Some companies (mine, for example) produce what is sometimes called 'rights-managed' product. These music products are licensed and sold independently of performing rights organizations such as ASCAP and BMI by means of a rights management agreement directly between the purchaser and the copyright owner.

Such products are similar in some ways to purchasing a CD containing clip art. Much of this that you might see in your local computer store comes only with the right to include the images in your business advertising, but not the right to include the images in salable product or product packaging, which is not what you would need in this case. There is, however, also higher-end clip art, fonts, etc., that you can purchase specifically for use in saleable product, where you pay a flat one-time fee for a nonexclusive right to use the material as often as you choose in marketable products. The same thing exists with music and sound libraries.

Essentially, you buy a license to distribute the music in the library as you see fit, subject to certain limitations--for example, within only a specified region and/or for only a specified period of time (as some software developers sometimes distribute their products). Sometimes there are no such time or space limitations (as is common with many high-end orchestral sound sample libraries) but in any case such a license agreement generally requires that you must include a substantial contribution of your own material in addition to the copyrighted material within any product you sell containing the music--i.e., you can't simply resell the music by itself on a CD or downloadable as a music file or in any way that effectively amounts to simply reselling the music to others for use as you are using it.

Radio stations, for example, purchase CDs of jingles which they may then use as components of advertising commercials to which they add voiceover talent.

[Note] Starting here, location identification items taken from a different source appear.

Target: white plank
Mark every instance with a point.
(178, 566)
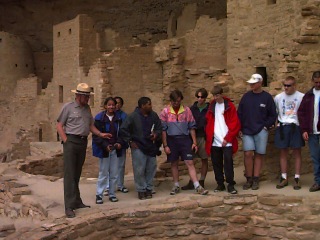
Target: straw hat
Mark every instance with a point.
(83, 89)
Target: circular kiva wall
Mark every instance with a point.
(16, 61)
(195, 217)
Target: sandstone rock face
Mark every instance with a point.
(149, 48)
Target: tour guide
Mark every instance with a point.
(74, 125)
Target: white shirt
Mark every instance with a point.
(287, 107)
(220, 126)
(316, 110)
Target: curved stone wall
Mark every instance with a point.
(193, 217)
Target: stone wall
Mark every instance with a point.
(283, 46)
(214, 217)
(34, 19)
(16, 62)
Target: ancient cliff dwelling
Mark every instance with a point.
(134, 48)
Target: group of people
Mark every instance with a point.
(205, 129)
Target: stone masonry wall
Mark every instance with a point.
(283, 46)
(211, 217)
(16, 62)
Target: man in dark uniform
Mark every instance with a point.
(74, 125)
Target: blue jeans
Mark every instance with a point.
(144, 169)
(314, 148)
(108, 169)
(257, 143)
(122, 165)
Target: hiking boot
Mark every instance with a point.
(255, 184)
(113, 199)
(99, 199)
(82, 205)
(142, 195)
(220, 188)
(200, 190)
(231, 189)
(175, 190)
(70, 213)
(201, 182)
(248, 184)
(189, 186)
(123, 189)
(283, 183)
(148, 194)
(297, 184)
(315, 187)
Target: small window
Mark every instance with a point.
(40, 134)
(91, 103)
(60, 94)
(270, 2)
(263, 72)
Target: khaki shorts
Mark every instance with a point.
(201, 153)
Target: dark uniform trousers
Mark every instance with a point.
(74, 154)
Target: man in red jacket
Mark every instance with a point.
(222, 128)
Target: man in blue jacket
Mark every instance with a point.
(199, 110)
(257, 113)
(142, 129)
(309, 119)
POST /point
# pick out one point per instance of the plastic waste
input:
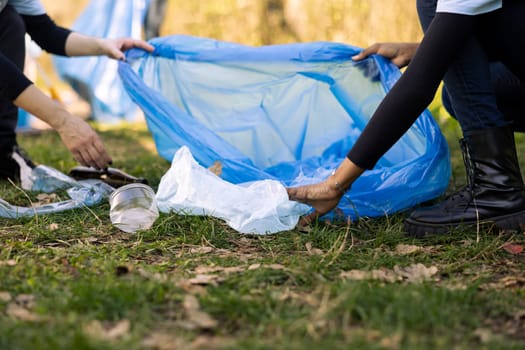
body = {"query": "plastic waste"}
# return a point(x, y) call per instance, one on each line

They're not free to simply duplicate the CD and sell it to other radio stations, but they may use one particular jingle in an unlimited number of radio commercials. Some videogame companies get sound effects and musical themes this way. Corporations sometimes get music for promotional or training videos this way, too. Small budget films and documentary or educational videos sometimes get soundtrack music this way.

If you're trying to evoke a sentimental memory to go with someone's family vacation snapshots turned into a multimedia slideshow, the high-amped garage rendition of your neighbor's kids' medly of original 3-string 'wannabe-hits' may not be the soundtrack you're looking for. Whatever you're looking for, though, it's likely available in the way I describe.

(On the other hand, you may just happen to personally know the next 'big' thing in pop music and help to put them on the map with your slideshows, so take my last comment with a grain of salt.)